淡黄的,柔和的日光也无法掩盖其中的杀意。
那是和自己一样的情绪。
但陆缜眠在克制。
李渔忽然想起当年,北疆久攻不下,庸军伤亡惨重,弹劾她的折子如雪花般飞入军帐中,她烦躁的恨不得将其一把烧毁。
但听着帐外将士们疼痛呻吟的声音,还是耐性子,将那些指控自己的奏折一字一句的看了下去。

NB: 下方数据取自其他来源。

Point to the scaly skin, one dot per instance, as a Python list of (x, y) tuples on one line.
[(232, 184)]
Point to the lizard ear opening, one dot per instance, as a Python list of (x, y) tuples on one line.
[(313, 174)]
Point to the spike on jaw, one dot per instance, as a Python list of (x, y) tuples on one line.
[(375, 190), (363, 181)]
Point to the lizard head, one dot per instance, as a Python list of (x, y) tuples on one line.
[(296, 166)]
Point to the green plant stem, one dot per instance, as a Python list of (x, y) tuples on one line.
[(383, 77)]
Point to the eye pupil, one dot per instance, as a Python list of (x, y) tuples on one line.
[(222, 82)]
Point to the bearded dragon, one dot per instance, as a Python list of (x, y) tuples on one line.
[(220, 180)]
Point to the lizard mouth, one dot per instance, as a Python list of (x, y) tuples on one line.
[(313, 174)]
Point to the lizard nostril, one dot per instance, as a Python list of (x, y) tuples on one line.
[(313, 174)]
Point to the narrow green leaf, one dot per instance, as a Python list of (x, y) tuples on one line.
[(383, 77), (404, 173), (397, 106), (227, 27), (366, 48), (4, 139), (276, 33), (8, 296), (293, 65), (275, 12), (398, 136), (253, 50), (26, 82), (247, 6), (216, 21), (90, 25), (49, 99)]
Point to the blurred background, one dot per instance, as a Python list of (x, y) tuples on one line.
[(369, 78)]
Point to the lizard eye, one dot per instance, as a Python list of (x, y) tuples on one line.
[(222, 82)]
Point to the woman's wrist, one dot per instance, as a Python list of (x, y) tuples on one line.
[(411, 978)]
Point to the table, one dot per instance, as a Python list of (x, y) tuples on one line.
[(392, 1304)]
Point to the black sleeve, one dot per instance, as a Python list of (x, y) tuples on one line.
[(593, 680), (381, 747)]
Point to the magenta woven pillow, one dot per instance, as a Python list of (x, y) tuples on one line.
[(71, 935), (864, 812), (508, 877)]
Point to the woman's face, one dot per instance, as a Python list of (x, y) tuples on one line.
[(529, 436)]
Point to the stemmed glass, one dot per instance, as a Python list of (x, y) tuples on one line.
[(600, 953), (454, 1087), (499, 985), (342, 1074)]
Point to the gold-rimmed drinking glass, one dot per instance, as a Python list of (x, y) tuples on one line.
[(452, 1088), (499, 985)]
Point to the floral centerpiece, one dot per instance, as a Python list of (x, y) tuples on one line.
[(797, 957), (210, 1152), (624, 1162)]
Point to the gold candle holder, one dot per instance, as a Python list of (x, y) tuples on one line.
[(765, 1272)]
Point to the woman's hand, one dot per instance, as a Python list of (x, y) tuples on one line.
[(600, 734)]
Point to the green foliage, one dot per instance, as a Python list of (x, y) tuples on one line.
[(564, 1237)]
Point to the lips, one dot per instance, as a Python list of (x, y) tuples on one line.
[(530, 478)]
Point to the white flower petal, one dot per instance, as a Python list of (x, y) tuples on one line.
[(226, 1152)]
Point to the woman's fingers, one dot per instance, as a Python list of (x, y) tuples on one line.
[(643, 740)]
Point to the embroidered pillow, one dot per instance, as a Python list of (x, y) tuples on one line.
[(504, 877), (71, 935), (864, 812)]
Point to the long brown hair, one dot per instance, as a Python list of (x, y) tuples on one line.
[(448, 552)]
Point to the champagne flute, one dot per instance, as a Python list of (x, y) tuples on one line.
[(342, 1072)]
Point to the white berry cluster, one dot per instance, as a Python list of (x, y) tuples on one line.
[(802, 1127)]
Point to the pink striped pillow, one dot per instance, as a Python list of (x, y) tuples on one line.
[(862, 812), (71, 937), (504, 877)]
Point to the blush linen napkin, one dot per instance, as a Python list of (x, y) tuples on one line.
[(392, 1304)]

就在她实在忍无可忍的时候,她翻到了陆缜眠的折子。折子最后有一句话:如若不能一击必中,不如先韬光养晦。
李渔知道,自己心急了。
她低下头,敛去了眼中的情绪。
阮文仍在一边极力狡辩:“这妇人定是知道自己的罪行难逃陆大人的法眼,加之她谋害亲夫,畏罪自杀了。”
师爷适时承上一纸文书,落款处血红的手指印,正是那赵氏的认罪状。陆缜眠接过认罪状,扫了一眼:“有劳阮大人。”
阮文以为自己蒙混过关,立刻点头哈腰:“此乃下官分内之事。陆大人,您看这案子铁证如山呐,是不是……可以结案了?”
陆缜眠未回答他结案的问题,看着房梁上悬挂的赵氏说:“人死为大,请阮大人安排一下赵氏的后事。”
阮文连连点头:“那是那是,陆大人不愧是我大庸朝的中流砥柱,连这等罪大恶极之人都挂怀,真是下官学习的榜样啊。”
两人从牢里出来,李渔走在前面,陆缜眠跟在后面。
阳光驱走了牢里阴霉的气息,却无法驱走李渔心头的阴霾。
这么多年她一直避免回忆过去,避免回忆那些死在她眼前的百姓、士兵。
大庸的长公主,征战沙场,所向披靡,但最后却落得一身骂名。从万人敬仰到千古罪人。这担子太重,已经快喘不过气了。
肩膀上传来异样的感觉,什么东西爬上了自己肩头,李渔侧脸一看,是陆缜眠把寻灵鼠放了出来。
小家伙那圆溜溜、乌漆漆的眼睛瞪着她,小爪子一动一动的梳理着肚子上的绒毛,见李渔看自己,还吱吱的叫了两声。
“感觉好点了吗?”陆缜眠问。
李渔轻笑:“陆大人讨人开心的法子还真特别。”她长舒一口气,问:“可以陪我回趟家吗?”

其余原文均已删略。